A small AI company had designed an AI product that uses the whole wafer to make just one unit. It is 56.7 times larger than the largest Nvidia graphics processing unit, which measures 815 square millimeters and 21.1 billion transistors.

WSE beside an nVIDIA Tesla V100

Generally a wafer has defects so the company had to build redundancy into their device to handle the problem.

The WSE also contains 3,000 times more high-speed, on-chip memory and has 10,000 times more memory bandwidth. Chip size is profoundly important in AI, as big chips process information more quickly, producing answers in less time. 

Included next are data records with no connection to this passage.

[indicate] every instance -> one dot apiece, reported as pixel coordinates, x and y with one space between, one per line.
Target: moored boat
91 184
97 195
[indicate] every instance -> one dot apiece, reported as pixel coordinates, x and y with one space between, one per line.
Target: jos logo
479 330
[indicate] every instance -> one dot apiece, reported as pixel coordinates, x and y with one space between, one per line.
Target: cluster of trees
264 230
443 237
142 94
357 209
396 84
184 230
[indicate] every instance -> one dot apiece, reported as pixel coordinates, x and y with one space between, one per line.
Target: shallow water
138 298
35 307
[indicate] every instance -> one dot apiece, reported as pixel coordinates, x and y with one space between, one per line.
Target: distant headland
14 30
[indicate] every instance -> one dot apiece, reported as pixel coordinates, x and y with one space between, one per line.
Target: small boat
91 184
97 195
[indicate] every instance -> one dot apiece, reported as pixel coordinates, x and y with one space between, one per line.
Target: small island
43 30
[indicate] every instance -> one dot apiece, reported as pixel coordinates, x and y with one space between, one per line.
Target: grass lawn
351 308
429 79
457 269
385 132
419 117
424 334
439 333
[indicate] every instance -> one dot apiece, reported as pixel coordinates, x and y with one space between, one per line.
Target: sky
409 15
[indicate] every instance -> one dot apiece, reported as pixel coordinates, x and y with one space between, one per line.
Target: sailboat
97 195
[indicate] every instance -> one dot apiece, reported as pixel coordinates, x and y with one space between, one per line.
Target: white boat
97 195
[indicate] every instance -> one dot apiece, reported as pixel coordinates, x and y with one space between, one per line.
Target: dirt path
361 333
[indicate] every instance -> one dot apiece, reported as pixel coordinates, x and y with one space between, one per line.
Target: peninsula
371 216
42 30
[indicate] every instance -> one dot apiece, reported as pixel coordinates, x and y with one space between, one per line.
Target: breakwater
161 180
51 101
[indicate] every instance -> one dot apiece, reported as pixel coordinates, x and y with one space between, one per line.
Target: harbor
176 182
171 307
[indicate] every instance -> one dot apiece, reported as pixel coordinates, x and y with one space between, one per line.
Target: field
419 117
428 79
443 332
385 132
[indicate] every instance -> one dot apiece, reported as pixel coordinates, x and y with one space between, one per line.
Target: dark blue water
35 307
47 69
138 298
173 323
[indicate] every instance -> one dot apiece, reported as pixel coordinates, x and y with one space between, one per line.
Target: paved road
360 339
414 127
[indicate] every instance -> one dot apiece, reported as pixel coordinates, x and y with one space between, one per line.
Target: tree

The 46,225 square millimeters of silicon in the Cerebras WSE house 400,000 AI-optimized, no-cache, no-overhead, compute cores and 18 gigabytes of local, distributed, superfast SRAM memory as the one and only level of the memory hierarchy. Memory bandwidth is 9 petabytes per second.

The cores are linked together with a fine-grained, all-hardware, on-chip mesh-connected communication network that delivers an aggregate bandwidth of 100 petabits per second. More cores, more local memory, and a low-latency high-bandwidth fabric together create the optimal architecture for accelerating AI work.

The WSE is manufactured by TSMC on its advanced 16nm process technology. The company spent a lot of time with TSMC to design a wafer sized device.

The WSE needs about 15,000W of power so a bank of HX1000i PSUs would be needed to run it. This is over 50 time the power needed by the V100 GPU. Now if this WSE could perk up gaming, nVidia and AMD would have fits.